Further, the treatment support system 1 according to the present embodiment has a configuration in which a home pharmacy or pharmacist can provide consultation of the user before the user goes to a medical institution for a doctor, so that the burden on the doctor can be reduced, and safety and effectiveness of medication for the user can be improved. Further, in the treatment support system 1 according to the present embodiment, since the monitored values of the user are stored in the database, information sharing among the user, the doctor, and the pharmacist is facilitated, and it is helpful to advance the treatment more effectively.

<6. hardware configuration >

The information processing apparatus such as the server 10 according to each of the embodiments described above is realized by, for example, a computer 1000 having a configuration as shown in fig. 29. Hereinafter, the server 10 of the embodiment of the present disclosure will be described as an example. Fig. 29 is a hardware configuration diagram showing an example of a computer 1000 that realizes the functions of the server 10. The computer 1000 includes a CPU 1100, a RAM 1200, a Read Only Memory (ROM)1300, a Hard Disk Drive (HDD)1400, a communication interface 1500, and an input/output interface 1600. The various elements of computer 1000 are connected by a bus 1050.

The CPU 1100 operates based on a program stored in the ROM 1300 or the HDD 1400, and controls each unit. For example, the CPU 1100 expands programs stored in the ROM 1300 or the HDD 1400 in the RAM 1200 and executes processing corresponding to various programs.

The ROM 1300 stores a boot program such as a Basic Input Output System (BIOS) executed by the CPU 1100 when the computer 1000 is activated, a program depending on hardware of the computer 1000, and the like.

The HDD 1400 is a computer-readable recording medium that non-instantaneously records a program executed by the CPU 1100, data used by the program, and the like. Specifically, the HDD 1400 is a recording medium recording an image processing program according to the present disclosure as an example of the program data 1450.

The communication interface 1500 is an interface for the computer 1000 to connect to an external network 1550 (e.g., the internet). For example, the CPU 1100 receives data from another apparatus or transmits data generated by the CPU 1100 to another apparatus via the communication interface 1500.
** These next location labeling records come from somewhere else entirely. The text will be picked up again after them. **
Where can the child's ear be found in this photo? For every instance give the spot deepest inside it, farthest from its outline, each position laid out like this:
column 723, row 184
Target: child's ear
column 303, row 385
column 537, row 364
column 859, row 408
The input/output interface 1600 is an interface for connecting the input/output device 1650 to the computer 1000. For example, the CPU 1100 receives data from input devices such as a keyboard and a mouse via the input/output interface 1600. Further, the CPU 1100 transmits data to an output device such as a display, a speaker, or a printer via the input/output interface 1600. Further, the input/output interface 1600 may be used as a medium interface for reading a program or the like recorded in a predetermined recording medium (medium). The medium is, for example, an optical recording medium such as a Digital Versatile Disc (DVD) or a phase-change rewritable disc (PD), a magneto-optical recording medium such as a magneto-optical disc (MO), a magnetic tape medium, a magnetic recording medium, a semiconductor memory, or the like.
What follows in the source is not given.